Enes Özeren

CL
h-index70
4papers
8citations
Novelty36%
AI Score37

4 Papers

CLApr 21, 2025
HYPEROFA: Expanding LLM Vocabulary to New Languages via Hypernetwork-Based Embedding Initialization

Enes Özeren, Yihong Liu, Hinrich Schütze

Many pre-trained language models (PLMs) exhibit suboptimal performance on mid- and low-resource languages, largely due to limited exposure to these languages during pre-training. A common strategy to address this is to introduce new tokens specific to the target languages, initialize their embeddings, and apply continual pre-training on target-language data. Among such methods, OFA (Liu et al., 2024a) proposes a similarity-based subword embedding initialization heuristic that is both effective and efficient. However, OFA restricts target-language token embeddings to be convex combinations of a fixed number of source-language embeddings, which may limit expressiveness. To overcome this limitation, we propose HYPEROFA, a hypernetwork-based approach for more adaptive token embedding initialization.
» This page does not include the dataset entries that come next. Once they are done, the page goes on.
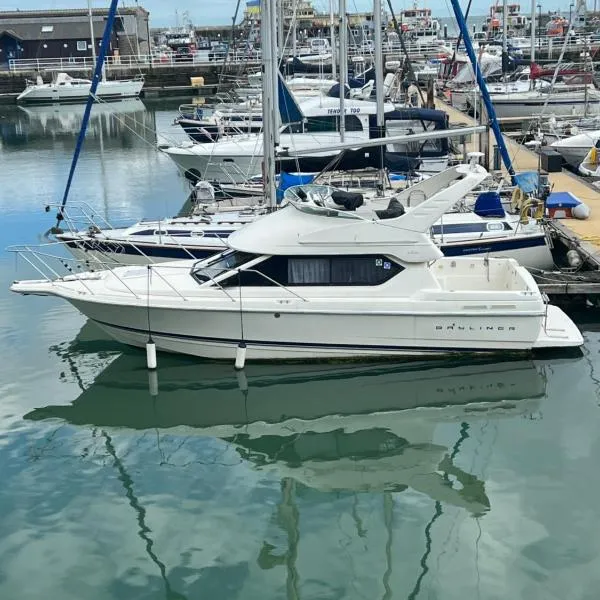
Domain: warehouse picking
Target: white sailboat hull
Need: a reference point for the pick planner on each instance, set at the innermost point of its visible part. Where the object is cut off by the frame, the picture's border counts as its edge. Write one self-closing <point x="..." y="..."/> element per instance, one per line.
<point x="536" y="256"/>
<point x="107" y="90"/>
<point x="305" y="335"/>
<point x="560" y="104"/>
<point x="575" y="148"/>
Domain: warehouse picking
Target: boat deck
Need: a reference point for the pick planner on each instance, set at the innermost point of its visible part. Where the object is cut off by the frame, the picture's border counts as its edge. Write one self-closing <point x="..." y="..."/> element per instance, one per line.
<point x="587" y="231"/>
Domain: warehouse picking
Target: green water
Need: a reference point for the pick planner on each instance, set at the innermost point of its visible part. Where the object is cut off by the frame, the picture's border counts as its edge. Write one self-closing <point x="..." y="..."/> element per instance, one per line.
<point x="433" y="481"/>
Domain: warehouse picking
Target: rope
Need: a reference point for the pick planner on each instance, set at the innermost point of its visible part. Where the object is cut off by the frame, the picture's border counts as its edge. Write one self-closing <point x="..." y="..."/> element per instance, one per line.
<point x="88" y="107"/>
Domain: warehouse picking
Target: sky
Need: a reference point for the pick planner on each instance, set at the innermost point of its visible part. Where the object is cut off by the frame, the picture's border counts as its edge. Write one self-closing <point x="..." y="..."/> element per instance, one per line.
<point x="220" y="12"/>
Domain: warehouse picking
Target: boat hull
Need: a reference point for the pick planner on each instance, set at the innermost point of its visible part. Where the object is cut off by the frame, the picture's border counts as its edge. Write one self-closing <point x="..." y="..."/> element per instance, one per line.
<point x="527" y="250"/>
<point x="515" y="108"/>
<point x="302" y="334"/>
<point x="107" y="90"/>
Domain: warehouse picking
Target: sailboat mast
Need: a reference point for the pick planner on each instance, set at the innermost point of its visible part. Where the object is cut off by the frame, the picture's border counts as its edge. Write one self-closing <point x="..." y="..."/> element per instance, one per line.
<point x="532" y="31"/>
<point x="269" y="83"/>
<point x="92" y="32"/>
<point x="504" y="39"/>
<point x="332" y="35"/>
<point x="489" y="106"/>
<point x="377" y="40"/>
<point x="343" y="67"/>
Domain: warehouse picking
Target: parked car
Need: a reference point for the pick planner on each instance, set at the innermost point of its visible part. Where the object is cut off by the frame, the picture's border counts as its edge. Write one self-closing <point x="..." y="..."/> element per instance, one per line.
<point x="183" y="54"/>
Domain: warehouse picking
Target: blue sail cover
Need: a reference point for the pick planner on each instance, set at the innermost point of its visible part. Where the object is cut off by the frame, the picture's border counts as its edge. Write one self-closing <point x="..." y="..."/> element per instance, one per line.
<point x="288" y="180"/>
<point x="426" y="116"/>
<point x="289" y="110"/>
<point x="489" y="204"/>
<point x="528" y="181"/>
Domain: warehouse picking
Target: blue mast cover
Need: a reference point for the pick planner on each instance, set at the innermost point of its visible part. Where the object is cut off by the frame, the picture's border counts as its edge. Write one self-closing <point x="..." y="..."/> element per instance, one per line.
<point x="289" y="110"/>
<point x="489" y="106"/>
<point x="112" y="11"/>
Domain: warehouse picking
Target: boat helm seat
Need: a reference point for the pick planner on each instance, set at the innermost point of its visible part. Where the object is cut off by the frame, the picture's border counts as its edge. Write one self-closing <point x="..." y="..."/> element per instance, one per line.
<point x="347" y="200"/>
<point x="394" y="209"/>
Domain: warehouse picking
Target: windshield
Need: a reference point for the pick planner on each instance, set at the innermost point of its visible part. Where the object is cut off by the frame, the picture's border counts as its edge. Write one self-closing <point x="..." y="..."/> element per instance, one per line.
<point x="219" y="264"/>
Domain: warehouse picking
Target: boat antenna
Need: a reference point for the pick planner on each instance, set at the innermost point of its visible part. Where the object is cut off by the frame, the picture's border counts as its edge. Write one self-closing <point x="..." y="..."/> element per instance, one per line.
<point x="270" y="100"/>
<point x="485" y="95"/>
<point x="407" y="61"/>
<point x="144" y="530"/>
<point x="112" y="11"/>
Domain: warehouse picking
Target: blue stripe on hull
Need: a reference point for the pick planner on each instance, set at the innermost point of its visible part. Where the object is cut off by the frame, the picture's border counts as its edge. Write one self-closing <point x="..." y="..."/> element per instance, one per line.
<point x="486" y="247"/>
<point x="169" y="252"/>
<point x="141" y="250"/>
<point x="320" y="346"/>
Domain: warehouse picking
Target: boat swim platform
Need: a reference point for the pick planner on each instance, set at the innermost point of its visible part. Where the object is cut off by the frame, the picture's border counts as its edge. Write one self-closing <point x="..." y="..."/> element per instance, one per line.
<point x="587" y="231"/>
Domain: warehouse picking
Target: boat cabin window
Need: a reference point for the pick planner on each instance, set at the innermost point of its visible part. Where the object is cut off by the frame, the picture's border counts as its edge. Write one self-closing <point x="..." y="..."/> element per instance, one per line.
<point x="301" y="270"/>
<point x="316" y="124"/>
<point x="220" y="264"/>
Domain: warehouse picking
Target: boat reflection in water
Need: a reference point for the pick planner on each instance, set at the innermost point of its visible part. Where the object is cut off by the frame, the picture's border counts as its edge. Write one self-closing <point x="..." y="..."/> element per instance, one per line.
<point x="351" y="429"/>
<point x="361" y="427"/>
<point x="124" y="121"/>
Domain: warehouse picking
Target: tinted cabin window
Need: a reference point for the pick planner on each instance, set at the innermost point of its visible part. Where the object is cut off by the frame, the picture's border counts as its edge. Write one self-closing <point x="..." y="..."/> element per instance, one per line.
<point x="315" y="124"/>
<point x="318" y="270"/>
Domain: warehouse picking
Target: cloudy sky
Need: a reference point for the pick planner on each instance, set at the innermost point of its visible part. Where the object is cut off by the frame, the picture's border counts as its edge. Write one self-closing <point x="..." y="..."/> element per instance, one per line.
<point x="211" y="12"/>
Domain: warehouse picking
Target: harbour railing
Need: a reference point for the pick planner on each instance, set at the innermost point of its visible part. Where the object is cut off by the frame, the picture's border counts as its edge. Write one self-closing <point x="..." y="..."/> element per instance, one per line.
<point x="160" y="60"/>
<point x="58" y="268"/>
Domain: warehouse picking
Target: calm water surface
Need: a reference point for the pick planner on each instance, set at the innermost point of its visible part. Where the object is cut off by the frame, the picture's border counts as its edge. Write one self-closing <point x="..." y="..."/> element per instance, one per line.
<point x="431" y="481"/>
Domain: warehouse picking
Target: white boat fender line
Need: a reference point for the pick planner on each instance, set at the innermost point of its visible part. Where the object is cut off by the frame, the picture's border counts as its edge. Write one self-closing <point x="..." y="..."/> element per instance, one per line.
<point x="153" y="382"/>
<point x="240" y="356"/>
<point x="240" y="353"/>
<point x="150" y="345"/>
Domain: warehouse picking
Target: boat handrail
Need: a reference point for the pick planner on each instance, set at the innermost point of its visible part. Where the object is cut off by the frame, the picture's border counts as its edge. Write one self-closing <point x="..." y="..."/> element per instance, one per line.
<point x="80" y="212"/>
<point x="76" y="270"/>
<point x="237" y="271"/>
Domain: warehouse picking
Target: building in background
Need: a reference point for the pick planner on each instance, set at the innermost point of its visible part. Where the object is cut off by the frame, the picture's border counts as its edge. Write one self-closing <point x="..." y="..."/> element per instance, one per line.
<point x="66" y="33"/>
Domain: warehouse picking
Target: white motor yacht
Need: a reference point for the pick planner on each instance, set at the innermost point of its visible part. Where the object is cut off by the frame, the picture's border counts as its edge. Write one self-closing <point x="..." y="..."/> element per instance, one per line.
<point x="563" y="101"/>
<point x="237" y="158"/>
<point x="575" y="148"/>
<point x="480" y="226"/>
<point x="71" y="89"/>
<point x="311" y="282"/>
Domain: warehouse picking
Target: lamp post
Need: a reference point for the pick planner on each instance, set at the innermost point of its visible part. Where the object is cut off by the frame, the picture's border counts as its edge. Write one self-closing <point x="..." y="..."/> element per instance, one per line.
<point x="539" y="26"/>
<point x="570" y="13"/>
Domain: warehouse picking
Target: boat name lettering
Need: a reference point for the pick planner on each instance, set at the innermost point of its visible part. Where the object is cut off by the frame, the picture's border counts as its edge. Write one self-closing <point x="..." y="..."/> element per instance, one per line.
<point x="471" y="328"/>
<point x="336" y="111"/>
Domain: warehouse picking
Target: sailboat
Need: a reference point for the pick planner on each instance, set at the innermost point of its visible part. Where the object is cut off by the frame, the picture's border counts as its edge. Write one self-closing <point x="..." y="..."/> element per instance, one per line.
<point x="312" y="282"/>
<point x="65" y="88"/>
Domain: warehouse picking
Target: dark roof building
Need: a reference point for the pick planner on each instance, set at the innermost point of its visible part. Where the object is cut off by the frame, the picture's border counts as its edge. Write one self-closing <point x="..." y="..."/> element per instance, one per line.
<point x="66" y="33"/>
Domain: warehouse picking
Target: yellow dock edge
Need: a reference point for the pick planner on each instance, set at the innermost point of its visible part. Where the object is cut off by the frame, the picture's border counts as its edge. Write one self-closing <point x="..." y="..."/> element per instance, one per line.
<point x="587" y="232"/>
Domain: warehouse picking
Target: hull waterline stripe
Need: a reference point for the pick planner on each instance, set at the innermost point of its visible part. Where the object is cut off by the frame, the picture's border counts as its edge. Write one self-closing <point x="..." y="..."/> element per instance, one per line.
<point x="480" y="246"/>
<point x="325" y="346"/>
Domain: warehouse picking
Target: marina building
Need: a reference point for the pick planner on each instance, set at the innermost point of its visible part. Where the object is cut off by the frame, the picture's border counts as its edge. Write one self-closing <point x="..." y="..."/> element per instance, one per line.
<point x="67" y="33"/>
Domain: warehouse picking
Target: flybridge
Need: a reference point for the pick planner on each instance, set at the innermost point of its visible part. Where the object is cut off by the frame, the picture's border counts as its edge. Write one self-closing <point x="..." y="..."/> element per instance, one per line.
<point x="392" y="139"/>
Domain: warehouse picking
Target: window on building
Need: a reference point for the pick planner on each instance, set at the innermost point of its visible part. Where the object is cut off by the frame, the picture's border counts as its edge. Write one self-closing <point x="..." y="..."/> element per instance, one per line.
<point x="311" y="270"/>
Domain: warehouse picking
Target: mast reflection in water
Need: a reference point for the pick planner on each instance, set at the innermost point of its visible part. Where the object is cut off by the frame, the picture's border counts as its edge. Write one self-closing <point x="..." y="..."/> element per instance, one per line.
<point x="325" y="434"/>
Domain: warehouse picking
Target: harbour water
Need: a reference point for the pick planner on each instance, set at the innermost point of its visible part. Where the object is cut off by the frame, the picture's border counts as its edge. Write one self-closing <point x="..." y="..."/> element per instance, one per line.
<point x="443" y="480"/>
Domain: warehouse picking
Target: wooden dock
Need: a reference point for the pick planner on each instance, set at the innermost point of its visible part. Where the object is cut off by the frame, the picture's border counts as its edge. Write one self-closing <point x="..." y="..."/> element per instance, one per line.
<point x="583" y="236"/>
<point x="523" y="159"/>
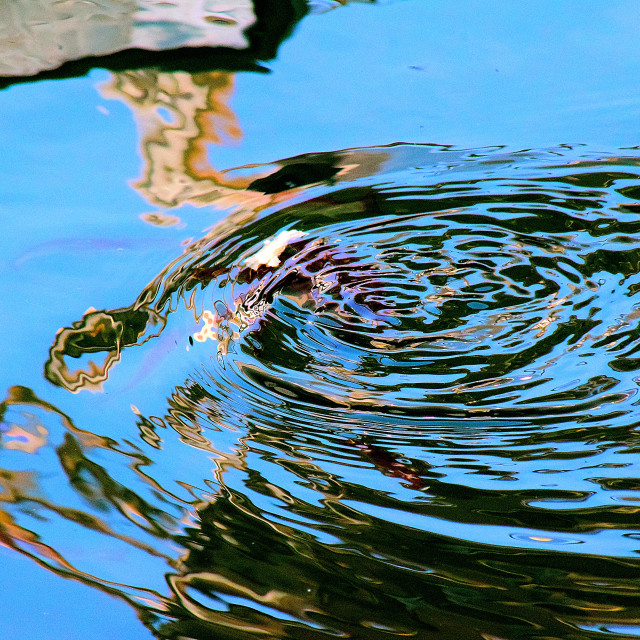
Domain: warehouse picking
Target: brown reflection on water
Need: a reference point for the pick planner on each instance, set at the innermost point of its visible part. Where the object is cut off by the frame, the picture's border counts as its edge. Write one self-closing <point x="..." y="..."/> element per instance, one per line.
<point x="178" y="116"/>
<point x="34" y="498"/>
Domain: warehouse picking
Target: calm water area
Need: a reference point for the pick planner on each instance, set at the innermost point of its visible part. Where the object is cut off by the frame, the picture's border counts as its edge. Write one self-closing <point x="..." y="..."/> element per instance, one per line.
<point x="320" y="319"/>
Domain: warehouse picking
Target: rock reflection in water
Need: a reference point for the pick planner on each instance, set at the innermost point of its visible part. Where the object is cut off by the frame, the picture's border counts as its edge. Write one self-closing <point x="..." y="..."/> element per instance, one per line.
<point x="448" y="449"/>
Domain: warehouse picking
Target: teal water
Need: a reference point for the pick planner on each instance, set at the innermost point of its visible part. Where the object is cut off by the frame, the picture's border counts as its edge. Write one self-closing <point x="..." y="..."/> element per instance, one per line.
<point x="346" y="347"/>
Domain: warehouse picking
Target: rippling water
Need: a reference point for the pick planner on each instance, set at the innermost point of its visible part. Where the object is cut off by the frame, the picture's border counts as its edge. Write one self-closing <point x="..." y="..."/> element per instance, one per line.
<point x="404" y="404"/>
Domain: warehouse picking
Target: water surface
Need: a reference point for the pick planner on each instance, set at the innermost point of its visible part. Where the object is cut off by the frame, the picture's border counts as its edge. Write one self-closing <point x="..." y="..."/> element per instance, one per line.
<point x="276" y="376"/>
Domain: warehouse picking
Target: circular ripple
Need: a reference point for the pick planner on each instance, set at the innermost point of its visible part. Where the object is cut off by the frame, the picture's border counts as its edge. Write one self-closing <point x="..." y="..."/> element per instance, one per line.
<point x="486" y="285"/>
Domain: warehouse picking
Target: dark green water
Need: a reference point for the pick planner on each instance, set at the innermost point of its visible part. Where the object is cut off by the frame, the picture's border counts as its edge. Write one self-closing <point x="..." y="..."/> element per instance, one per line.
<point x="386" y="391"/>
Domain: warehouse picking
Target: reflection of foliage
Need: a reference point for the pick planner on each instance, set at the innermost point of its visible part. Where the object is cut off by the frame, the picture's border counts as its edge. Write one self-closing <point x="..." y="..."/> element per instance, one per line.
<point x="98" y="332"/>
<point x="24" y="497"/>
<point x="179" y="114"/>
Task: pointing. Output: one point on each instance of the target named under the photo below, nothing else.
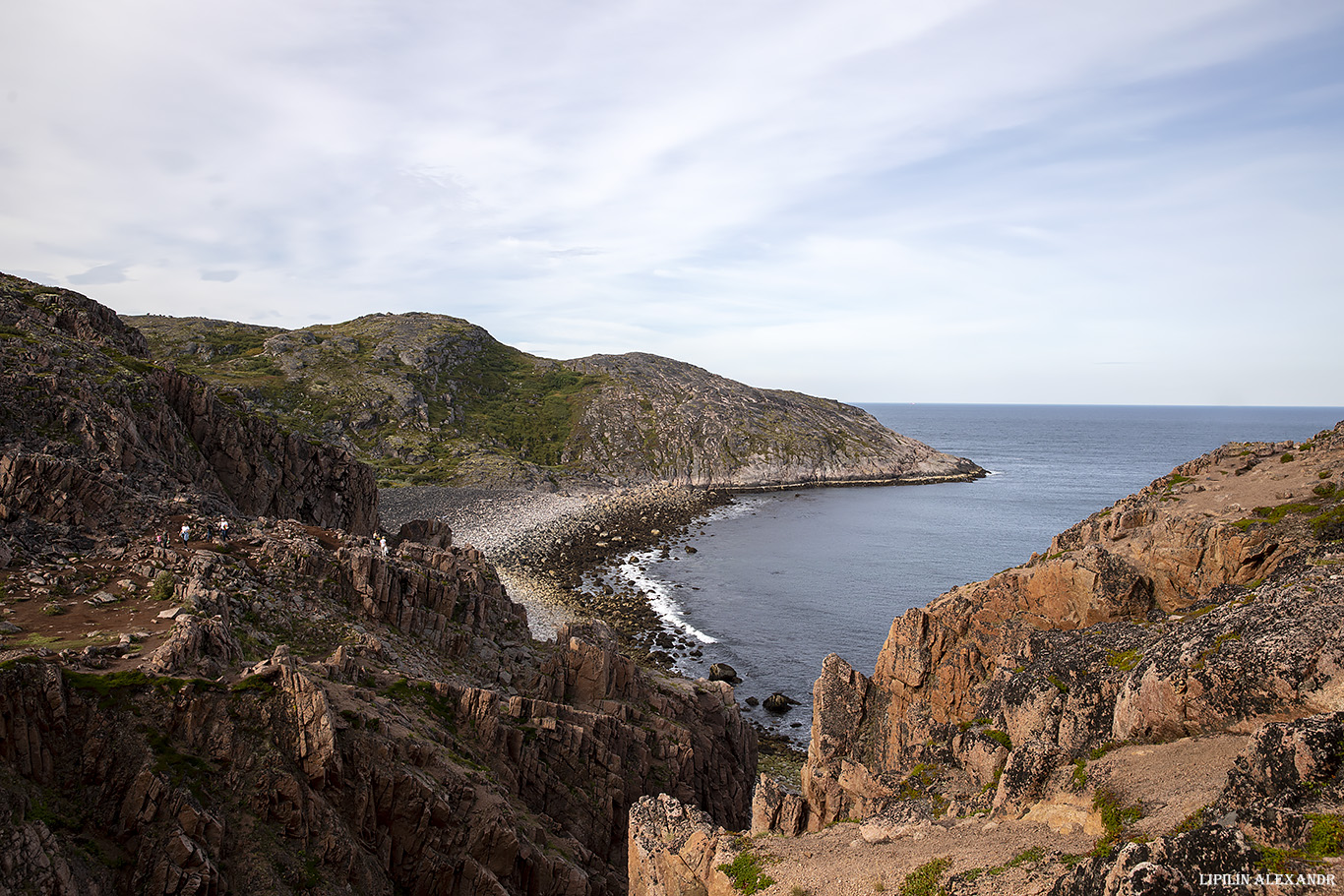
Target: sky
(1133, 202)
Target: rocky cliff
(654, 418)
(97, 438)
(1155, 700)
(288, 707)
(1152, 618)
(428, 397)
(399, 734)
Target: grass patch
(748, 872)
(1329, 525)
(253, 684)
(1325, 836)
(1116, 815)
(162, 586)
(924, 880)
(1124, 660)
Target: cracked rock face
(293, 708)
(1182, 610)
(97, 440)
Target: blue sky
(954, 201)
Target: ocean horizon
(781, 579)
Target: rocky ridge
(661, 419)
(434, 399)
(288, 707)
(98, 441)
(1204, 610)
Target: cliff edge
(436, 399)
(1156, 704)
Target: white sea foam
(660, 597)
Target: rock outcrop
(1153, 705)
(411, 739)
(1157, 617)
(292, 707)
(428, 397)
(654, 418)
(97, 440)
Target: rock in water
(723, 672)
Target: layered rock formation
(1153, 701)
(95, 438)
(290, 708)
(433, 749)
(1135, 624)
(436, 399)
(661, 419)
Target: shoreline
(549, 547)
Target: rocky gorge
(1150, 705)
(292, 705)
(434, 400)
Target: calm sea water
(779, 580)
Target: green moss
(925, 880)
(1116, 815)
(107, 683)
(1192, 821)
(746, 870)
(162, 586)
(1124, 660)
(1329, 525)
(253, 684)
(1325, 836)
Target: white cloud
(828, 197)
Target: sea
(778, 580)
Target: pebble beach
(543, 543)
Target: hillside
(289, 707)
(434, 399)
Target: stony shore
(547, 546)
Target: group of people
(214, 531)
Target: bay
(778, 580)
The hypernetwork is trained to map from an external multilingual word vector space to the PLMs token embedding space using source-language tokens. Once trained, it can generate flexible embeddings for target-language tokens, serving as a good starting point for continual pretraining. Experiments demonstrate that HYPEROFA consistently outperforms random initialization baseline and matches or exceeds the performance of OFA in both continual pre-training convergence and downstream task performance. We make the code publicly available.

CLNov 26, 2025
Reinforcement Learning for Latent-Space Thinking in LLMs

Enes Özeren, Matthias Aßenmacher

Chain-of-Thought (CoT) reasoning typically utilizes the discrete language space for thinking, which is inherently inefficient, as many generated tokens only enforce linguistic rules that are not required for reasoning. To bypass this, latent-space thinking allows models to think using the continuous embedding space. While existing methods for training those models show domain-specific gains, they fail to maintain performance in complex tasks, such as mathematical reasoning. We experimentally demonstrate that the Coconut approach, a form of supervised fine-tuning for latent-space thinking, is highly sensitive to design choices and exhibits several inherent limitations. To address these issues, we investigate reinforcement learning (RL) techniques -- an underexplored direction in latent-space thinking -- including GRPO and design a novel Latent RL method for directly optimizing the latent thinking steps. Our experimental results reveal that these RL-trained models still lag behind traditional language-space CoT models in the mathematical reasoning domain. We make our codebase publicly available.

CLJun 11, 2025
Enhancing Traffic Accident Classifications: Application of NLP Methods for City Safety

Enes Özeren, Alexander Ulbrich, Sascha Filimon et al.

A comprehensive understanding of traffic accidents is essential for improving city safety and informing policy decisions. In this study, we analyze traffic incidents in Munich to identify patterns and characteristics that distinguish different types of accidents. The dataset consists of both structured tabular features, such as location, time, and weather conditions, as well as unstructured free-text descriptions detailing the circumstances of each accident. Each incident is categorized into one of seven predefined classes. To assess the reliability of these labels, we apply NLP methods, including topic modeling and few-shot learning, which reveal inconsistencies in the labeling process. These findings highlight potential ambiguities in accident classification and motivate a refined predictive approach. Building on these insights, we develop a classification model that achieves high accuracy in assigning accidents to their respective categories. Our results demonstrate that textual descriptions contain the most informative features for classification, while the inclusion of tabular data provides only marginal improvements. These findings emphasize the critical role of free-text data in accident analysis and highlight the potential of transformer-based models in improving classification reliability.

CVMar 12, 2025
Evaluating the Impact of Synthetic Data on Object Detection Tasks in Autonomous Driving

Enes Özeren, Arka Bhowmick

The increasing applications of autonomous driving systems necessitates large-scale, high-quality datasets to ensure robust performance across diverse scenarios. Synthetic data has emerged as a viable solution to augment real-world datasets due to its cost-effectiveness, availability of precise ground-truth labels, and the ability to model specific edge cases. However, synthetic data may introduce distributional differences and biases that could impact model performance in real-world settings. To evaluate the utility and limitations of synthetic data, we conducted controlled experiments using multiple real-world datasets and a synthetic dataset generated by BIT Technology Solutions GmbH. Our study spans two sensor modalities, camera and LiDAR, and investigates both 2D and 3D object detection tasks. We compare models trained on real, synthetic, and mixed datasets, analyzing their robustness and generalization capabilities. Our findings demonstrate that the use of a combination of real and synthetic data improves the robustness and generalization of object detection models, underscoring the potential of synthetic data in advancing autonomous driving technologies.